Penn's Transplant Cardiologists Review Treatment Methods for NEJM

(Philadelphia, PA) -- Scientists and physicians studying heart failure should focus on crucial questions surrounding the control of hypertension and other vascular risk factors, say two experts in heart disease at the University of Pennsylvania School of Medicine, writing in the May 15 issue of the New England Journal of Medicine.

In their review of heart failure therapies, Mariell Jessup, MD, and Susan Brozena, MD, say that controlling those aspects of heart disease represents the best method of staving off the most common forms of heart failure in patients. The researchers acknowledge, however, that the illness will always remain "the final pathway for myriad diseases that affect the heart."

Nearly five million Americans suffer from heart failure. Ten of every 1,000 individuals over 65 have been diagnosed with the disease, and it is the cause of 20 percent of all hospital admissions for patients in that age group. In their review, Jessup and Brozena examine national data from clinical trials, and mortality statistics for patients with both systolic heart failure (resulting from disease-weakened left ventricles), and diastolic heart failure (in which the heart contracts normally but cannot fully relax between beats).

The researchers, both members of the Heart Failure/Transplant Program at the Hospital of the University of Pennsylvania, note in their review the dichotomy that exists between clinical study findings and overall mortality outcomes for the nation's heart-failure patients.

Formal clinical studies indicate a significant drop in mortality rates for patients admitted to hospitals with heart failure and dilated cardiomyopathy (disease-enlarged hearts); the lower death rates result from advances in drugs and other medical interventions, including beta-blockers, biventricular pacemakers, coronary bypass surgery and multi-disciplinary heart-failure teams.

For the same period, however, statistics from large epidemiological surveys show no meaningful change overall in heart-failure death rates. The Penn researchers note: "Symptomatic heart failure continues to confer a prognosis worse than the majority of cancers in this country, averaging a 45 percent one-year mortality."

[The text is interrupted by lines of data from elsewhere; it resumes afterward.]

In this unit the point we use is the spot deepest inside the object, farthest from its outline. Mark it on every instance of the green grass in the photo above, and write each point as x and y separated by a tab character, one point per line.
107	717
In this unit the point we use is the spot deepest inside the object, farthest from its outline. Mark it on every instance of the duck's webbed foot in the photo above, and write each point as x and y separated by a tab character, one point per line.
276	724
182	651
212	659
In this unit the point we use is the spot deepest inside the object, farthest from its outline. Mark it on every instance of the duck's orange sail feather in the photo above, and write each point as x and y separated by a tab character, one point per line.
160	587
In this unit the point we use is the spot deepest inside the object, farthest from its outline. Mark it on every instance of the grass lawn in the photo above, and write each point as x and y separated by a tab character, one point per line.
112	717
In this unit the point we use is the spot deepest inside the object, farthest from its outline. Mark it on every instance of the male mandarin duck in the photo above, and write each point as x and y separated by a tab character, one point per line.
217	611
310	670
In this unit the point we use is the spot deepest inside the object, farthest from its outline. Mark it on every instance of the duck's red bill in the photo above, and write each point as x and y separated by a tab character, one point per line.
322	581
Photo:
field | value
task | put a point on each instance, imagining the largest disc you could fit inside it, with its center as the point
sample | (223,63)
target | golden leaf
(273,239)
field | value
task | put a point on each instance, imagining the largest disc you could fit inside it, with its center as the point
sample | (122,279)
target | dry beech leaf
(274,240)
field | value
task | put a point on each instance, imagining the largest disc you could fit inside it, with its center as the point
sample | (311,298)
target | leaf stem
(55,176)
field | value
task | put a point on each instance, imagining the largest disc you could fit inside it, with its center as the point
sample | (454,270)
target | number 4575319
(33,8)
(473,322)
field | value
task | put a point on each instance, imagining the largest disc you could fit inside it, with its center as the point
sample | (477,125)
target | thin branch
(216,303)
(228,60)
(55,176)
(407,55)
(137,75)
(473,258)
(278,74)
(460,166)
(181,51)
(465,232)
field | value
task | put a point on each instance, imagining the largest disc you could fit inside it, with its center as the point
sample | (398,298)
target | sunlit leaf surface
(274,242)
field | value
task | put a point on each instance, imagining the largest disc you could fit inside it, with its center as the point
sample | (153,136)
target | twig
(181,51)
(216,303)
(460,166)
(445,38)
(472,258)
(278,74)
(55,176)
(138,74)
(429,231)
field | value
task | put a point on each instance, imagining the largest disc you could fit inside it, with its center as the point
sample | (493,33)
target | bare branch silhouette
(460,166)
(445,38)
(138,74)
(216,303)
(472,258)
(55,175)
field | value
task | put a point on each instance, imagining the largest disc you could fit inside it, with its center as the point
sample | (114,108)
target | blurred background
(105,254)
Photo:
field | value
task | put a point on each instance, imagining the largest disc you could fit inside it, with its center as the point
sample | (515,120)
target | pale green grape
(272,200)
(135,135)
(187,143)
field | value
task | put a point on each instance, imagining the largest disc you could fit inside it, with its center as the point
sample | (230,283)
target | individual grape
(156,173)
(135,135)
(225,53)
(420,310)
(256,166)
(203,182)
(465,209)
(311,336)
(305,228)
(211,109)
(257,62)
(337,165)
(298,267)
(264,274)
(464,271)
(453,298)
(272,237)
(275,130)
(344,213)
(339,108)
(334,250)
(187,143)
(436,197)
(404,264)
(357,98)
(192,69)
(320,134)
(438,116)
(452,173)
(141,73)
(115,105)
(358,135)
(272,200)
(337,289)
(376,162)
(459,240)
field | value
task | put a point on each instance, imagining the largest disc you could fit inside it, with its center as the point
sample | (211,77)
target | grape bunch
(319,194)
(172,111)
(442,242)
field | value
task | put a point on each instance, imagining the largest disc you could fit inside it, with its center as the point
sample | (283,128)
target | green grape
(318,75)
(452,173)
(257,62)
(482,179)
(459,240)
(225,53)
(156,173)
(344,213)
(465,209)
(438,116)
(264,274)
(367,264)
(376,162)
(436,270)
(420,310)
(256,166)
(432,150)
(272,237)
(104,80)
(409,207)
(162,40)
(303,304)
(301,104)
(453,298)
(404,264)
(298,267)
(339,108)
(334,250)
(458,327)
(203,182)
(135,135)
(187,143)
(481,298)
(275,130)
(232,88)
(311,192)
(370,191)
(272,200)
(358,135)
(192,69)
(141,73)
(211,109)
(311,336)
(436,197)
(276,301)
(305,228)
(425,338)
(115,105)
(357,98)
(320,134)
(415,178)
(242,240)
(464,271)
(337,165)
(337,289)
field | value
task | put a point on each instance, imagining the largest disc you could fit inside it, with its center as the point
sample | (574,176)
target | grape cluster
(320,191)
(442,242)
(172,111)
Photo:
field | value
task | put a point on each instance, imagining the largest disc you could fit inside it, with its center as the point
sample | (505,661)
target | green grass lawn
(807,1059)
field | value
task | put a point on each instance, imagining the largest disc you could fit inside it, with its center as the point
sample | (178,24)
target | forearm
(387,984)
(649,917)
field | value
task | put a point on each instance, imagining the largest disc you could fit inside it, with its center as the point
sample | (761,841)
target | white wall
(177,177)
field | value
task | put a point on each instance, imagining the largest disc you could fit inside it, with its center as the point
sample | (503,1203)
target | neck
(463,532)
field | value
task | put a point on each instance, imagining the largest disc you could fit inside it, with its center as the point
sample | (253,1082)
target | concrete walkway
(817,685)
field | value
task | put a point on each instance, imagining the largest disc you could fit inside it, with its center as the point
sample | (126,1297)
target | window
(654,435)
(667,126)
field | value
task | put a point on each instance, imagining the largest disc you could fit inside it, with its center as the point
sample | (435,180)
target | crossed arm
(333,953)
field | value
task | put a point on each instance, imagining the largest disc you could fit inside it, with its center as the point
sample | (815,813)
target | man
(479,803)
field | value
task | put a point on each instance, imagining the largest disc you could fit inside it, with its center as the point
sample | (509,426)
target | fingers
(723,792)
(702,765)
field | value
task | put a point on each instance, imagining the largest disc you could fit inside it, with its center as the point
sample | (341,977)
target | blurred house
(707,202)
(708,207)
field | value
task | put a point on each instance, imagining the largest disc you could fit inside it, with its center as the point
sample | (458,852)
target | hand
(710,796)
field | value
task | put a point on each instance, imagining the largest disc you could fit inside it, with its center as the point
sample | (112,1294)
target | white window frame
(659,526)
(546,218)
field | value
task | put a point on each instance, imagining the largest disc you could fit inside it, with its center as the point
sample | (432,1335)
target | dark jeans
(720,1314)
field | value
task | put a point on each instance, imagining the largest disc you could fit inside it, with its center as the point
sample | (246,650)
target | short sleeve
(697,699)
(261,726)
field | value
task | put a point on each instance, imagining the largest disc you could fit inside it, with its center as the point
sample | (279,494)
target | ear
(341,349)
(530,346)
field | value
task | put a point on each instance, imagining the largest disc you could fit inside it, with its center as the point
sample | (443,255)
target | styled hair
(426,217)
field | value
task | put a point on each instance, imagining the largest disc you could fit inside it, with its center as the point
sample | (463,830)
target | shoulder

They say the disparity between clinical findings and national statistics results, in part, because most patients enrolled in investigational drug trials have been, until recently, middle-aged white men with ischemic cardiomyopathy, which is loss of blood to part of the heart because of a constriction or blockage in blood vessels. They also note that therapies are not given to all heart-failure patients, and that for some patients, therapy is discontinued.

At the same time, however, Jessup and Brozena point out, many heart-failure patients are elderly women who suffer from hypertension -- a portion of the population that is seldom included in clinical trials.

The researchers also note in their review:

~ Although heart failure is a major public health problem, there are no national screening efforts to detect the disease at its earlier stages.

~ Heart failure is largely preventable through controlling blood pressure and other vascular risks, but until recently the factors that render a patient at-risk for heart failure had not been clearly identified or publicized.

New diagnostic guidelines for the American College of Cardiology and the American Heart Association have addressed the latter issue. They classify four progressive stages of heart failure, from Stage A, which identifies a patient with high risk but no apparent structural abnormality of the heart, to Stage D, in which the patient has end-stage symptoms of heart failure that do not respond to standard treatment.

The guidelines underscore the progressive nature of the disease, in contrast to the method of classification for heart failure that physicians have traditionally used, which addresses only the heart's functional limitations, the researchers say.

hey say intervention should begin with Stage A patients, noting: "Results from trials have shown that the effective treatment of hypertension decreases the occurrence of left ventricular hypertrophy and cardiovascular mortality, as well as reducing the incidence of heart failure by 30 to 50 percent."